How to iterate over a string?

In Java, strings are generally stored using UTF-16 encoding. To understand string iteration fully, you need to grasp how UTF-16 works - specifically, the concept of surrogate pairs and Unicode planes. In simpler terms, what we often think of as a single character (a code point) can be represented by one or two char values. So, to correctly answer how to iterate over a string, we need to clarify whether we’re iterating over char values or Unicode code points.

This also means that the length of a string and the upper boundary of iteration can be ambiguous. The length() method actually returns not the number of Unicode symbols, but the number char values. To get the actual logical length (the number of code points), you should use codePointCount(). Keep in mind that codePointCount() needs to internally iterate over the char values to detect surrogate pairs.

You can iterate over char values either by retrieving one character at a time using charAt(), or by converting the string to a char[] array using toCharArray(). The latter creates a copy of the internal character array, which is slower but allows you to mutate the copy. Handling surrogate pairs requires manual intervention, but the Character class provides helper methods for working with them.

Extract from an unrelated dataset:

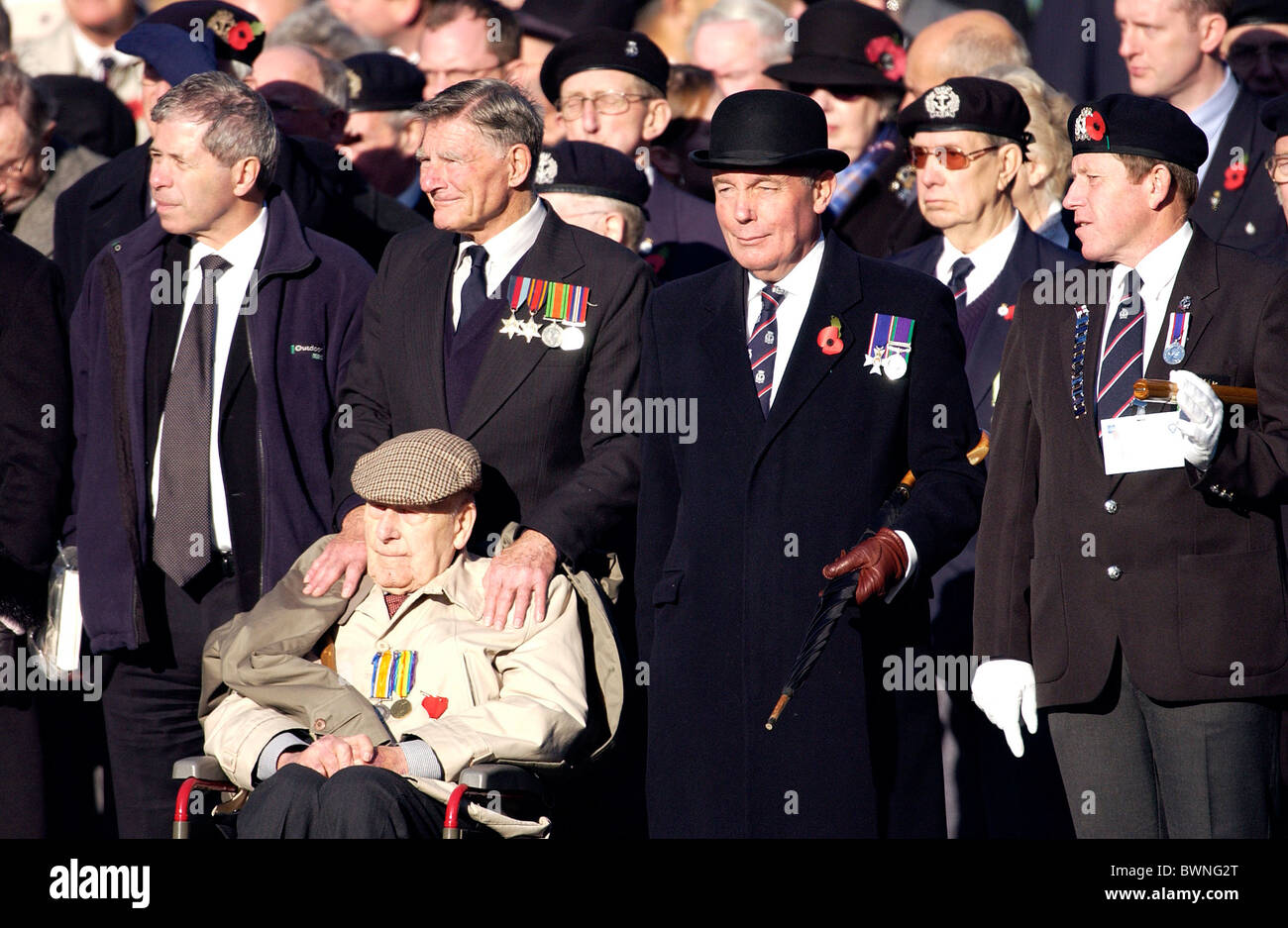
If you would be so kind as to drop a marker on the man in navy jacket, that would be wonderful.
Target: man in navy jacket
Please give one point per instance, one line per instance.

Alternatively, you can use codePointAt() and codePointBefore() to work with code points directly. These methods take indices into the char array, but return code points as int values.

In Java 8, a more convenient method of iterating over strings was introduced: the chars() and codePoints() methods. These return an IntStream of characters and code points, respectively. Importantly, these streams use the original internal character array, avoiding the need for a copy.